Motifnya Ekonomi, Modusnya Intimidasi
Menurutnya, keberadaan wartawan palsu itu berkaitan erat dengan dua masalah besar yang sedang dihadapi Indonesia: pengangguran dan kebebasan media sosial yang tidak terkontrol.
“Ini efek pengangguran yang tinggi dan medsos yang terlalu bebas. Akhirnya muncul orang-orang yang coba bertahan hidup dengan cara mengaku wartawan, padahal tidak punya kompetensi sama sekali,” tuturnya.
Ia juga membeberkan bagaimana para oknum ini biasanya beraksi.
“Mereka datang ke lokasi proyek, lalu memotret aktivitas atau mencari-cari celah kekurangan. Kemudian mereka mengancam akan membuat berita buruk jika tidak diberi uang,” jelasnya.
Kondisi ini, menurut Komaruddin, sangat berbahaya terutama bagi kepala daerah atau aparatur pemerintah yang tidak memahami struktur media.
“Bagi pemda yang kinerjanya kurang rapi atau tidak paham dunia pers, bisa saja langsung takut dan mengeluarkan uang, hanya untuk menutupi berita negatif yang bahkan belum tentu benar.”
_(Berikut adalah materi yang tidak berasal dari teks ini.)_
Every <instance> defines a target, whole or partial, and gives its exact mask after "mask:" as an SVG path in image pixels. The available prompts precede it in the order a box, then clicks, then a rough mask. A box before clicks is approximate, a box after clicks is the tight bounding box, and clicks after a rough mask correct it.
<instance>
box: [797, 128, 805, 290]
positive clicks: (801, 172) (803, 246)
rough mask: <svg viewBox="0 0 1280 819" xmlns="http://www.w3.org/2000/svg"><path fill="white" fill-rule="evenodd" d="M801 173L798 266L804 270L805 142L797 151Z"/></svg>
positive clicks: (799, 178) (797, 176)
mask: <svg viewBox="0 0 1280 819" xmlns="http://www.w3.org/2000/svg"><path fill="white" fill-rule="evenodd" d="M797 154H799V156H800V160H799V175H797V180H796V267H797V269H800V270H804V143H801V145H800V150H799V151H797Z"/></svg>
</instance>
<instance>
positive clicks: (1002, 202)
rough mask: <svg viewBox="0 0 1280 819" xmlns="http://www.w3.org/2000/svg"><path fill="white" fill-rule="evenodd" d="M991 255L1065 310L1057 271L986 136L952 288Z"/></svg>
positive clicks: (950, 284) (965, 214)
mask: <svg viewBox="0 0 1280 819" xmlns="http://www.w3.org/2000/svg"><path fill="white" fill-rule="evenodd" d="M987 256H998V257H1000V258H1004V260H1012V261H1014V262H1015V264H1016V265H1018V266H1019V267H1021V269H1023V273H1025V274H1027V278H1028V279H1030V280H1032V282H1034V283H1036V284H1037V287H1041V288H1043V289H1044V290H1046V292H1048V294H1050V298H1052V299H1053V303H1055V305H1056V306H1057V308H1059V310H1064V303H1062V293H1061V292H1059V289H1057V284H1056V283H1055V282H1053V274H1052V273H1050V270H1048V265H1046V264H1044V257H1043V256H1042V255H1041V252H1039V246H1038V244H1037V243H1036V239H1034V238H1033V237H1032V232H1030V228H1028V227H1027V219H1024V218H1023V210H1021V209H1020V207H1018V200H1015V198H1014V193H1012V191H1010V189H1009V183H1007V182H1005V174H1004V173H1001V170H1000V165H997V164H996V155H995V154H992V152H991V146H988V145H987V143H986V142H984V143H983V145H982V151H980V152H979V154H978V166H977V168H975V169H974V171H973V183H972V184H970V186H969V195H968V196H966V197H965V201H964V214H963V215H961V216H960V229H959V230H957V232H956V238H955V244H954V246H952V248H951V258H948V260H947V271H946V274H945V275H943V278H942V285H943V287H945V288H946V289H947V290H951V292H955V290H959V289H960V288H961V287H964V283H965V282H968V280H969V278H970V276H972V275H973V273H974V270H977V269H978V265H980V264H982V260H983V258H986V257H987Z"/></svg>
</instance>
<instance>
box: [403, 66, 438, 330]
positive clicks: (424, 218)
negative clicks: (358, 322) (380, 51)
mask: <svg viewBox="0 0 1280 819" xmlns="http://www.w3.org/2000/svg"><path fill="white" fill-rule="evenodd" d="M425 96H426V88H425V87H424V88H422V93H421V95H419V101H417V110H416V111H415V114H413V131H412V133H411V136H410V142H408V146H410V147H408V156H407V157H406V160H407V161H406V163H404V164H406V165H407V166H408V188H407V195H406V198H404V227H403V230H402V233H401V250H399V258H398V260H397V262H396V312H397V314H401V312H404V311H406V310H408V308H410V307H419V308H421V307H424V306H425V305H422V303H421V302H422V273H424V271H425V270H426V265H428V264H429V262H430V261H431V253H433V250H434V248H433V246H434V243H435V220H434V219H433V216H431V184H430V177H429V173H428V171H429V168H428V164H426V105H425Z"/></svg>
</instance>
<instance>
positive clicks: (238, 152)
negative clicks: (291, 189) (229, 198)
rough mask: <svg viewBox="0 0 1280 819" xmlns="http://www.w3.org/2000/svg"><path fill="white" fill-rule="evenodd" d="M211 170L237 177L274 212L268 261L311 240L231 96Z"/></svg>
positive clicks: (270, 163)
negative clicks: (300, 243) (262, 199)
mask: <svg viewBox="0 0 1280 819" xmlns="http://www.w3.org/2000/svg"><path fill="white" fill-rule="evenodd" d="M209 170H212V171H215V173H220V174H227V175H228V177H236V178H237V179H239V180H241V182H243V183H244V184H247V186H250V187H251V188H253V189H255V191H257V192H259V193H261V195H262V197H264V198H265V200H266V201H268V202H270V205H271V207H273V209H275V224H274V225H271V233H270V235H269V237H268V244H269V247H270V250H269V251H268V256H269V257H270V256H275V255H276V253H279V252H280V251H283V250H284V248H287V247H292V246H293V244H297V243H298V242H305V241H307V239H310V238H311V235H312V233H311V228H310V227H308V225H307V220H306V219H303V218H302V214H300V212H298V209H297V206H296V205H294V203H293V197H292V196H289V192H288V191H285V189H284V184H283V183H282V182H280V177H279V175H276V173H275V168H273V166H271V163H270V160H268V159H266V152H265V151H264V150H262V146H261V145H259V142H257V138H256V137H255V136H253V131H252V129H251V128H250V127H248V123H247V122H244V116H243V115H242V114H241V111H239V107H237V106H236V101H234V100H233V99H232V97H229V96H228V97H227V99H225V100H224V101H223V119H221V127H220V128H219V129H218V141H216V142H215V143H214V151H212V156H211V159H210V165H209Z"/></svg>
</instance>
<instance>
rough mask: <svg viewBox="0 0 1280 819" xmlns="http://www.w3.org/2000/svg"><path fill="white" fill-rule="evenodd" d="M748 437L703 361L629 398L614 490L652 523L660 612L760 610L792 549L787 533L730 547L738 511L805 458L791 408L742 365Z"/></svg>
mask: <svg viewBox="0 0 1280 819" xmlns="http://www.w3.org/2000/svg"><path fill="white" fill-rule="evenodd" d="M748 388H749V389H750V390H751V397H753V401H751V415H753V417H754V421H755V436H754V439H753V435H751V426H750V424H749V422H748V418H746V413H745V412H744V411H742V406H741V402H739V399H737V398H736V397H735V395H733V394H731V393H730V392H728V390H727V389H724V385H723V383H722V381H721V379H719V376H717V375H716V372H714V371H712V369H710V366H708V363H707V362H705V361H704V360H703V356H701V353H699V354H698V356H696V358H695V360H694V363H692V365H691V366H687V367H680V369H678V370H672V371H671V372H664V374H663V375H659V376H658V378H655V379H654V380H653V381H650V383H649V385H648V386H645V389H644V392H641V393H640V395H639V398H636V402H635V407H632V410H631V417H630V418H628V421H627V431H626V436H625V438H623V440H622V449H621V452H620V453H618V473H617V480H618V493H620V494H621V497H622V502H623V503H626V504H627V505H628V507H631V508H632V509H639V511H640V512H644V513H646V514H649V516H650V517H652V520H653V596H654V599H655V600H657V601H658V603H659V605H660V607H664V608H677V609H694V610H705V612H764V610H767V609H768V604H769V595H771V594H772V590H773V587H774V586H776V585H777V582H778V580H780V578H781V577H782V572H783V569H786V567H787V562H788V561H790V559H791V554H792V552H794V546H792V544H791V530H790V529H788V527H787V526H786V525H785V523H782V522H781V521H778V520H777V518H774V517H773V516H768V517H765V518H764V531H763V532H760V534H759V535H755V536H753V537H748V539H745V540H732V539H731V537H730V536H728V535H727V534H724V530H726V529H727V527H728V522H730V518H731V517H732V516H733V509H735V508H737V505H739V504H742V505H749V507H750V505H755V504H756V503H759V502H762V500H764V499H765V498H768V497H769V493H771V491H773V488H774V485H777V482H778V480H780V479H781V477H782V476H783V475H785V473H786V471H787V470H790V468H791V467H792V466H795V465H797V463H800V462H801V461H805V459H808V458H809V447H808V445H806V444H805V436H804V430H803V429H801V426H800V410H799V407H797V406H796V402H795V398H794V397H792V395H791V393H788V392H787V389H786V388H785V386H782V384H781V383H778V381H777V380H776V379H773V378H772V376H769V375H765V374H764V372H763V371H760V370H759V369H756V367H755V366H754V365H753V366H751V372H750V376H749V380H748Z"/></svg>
Solusi: Verifikasi & Literasi Media
Ditanya soal solusi, Komaruddin menegaskan bahwa pihaknya kini tengah memperkuat kerja sama dengan Kementerian Dalam Negeri dan Kepolisian RI.
“Kami sedang fokus pada edukasi dan literasi media ke pemda-pemda. Supaya mereka bisa bedakan mana wartawan asli dan mana yang hanya bermodal intimidasi,” ungkapnya.
“Pemda wajib mengecek melalui database resmi Dewan Pers. Kalau tidak tercatat, ya jangan dilayani.”
Krisis Media, Wartawan Asli Kena PHK
Selain itu, Prof. Komaruddin juga mengungkapkan bahwa industri media saat ini tengah mengalami tekanan berat. Banyak media konvensional kehilangan pendapatan karena iklan beralih ke media sosial.
“Iklan itu darahnya media. Sekarang semua pindah ke medsos. Media konvensional kehabisan dana, banyak yang PHK wartawan profesional.”
“Ini ironi. Wartawan sungguhan justru menganggur, sedangkan yang tidak kompeten malah berkeliaran pakai embel-embel ‘wartawan’.”
Dorongan: Serap Wartawan Profesional di Instansi Pemerintah
Di akhir wawancara, Komaruddin berharap agar pemerintah daerah juga memberi ruang bagi jurnalis profesional yang terdampak PHK.
“Sayang kalau mereka yang sudah dilatih, punya pengalaman, dan berkompetensi tinggi malah tidak dimanfaatkan. Setiap pemda sebenarnya butuh mereka untuk dokumentasi, publikasi, dan komunikasi.” pungkasnya.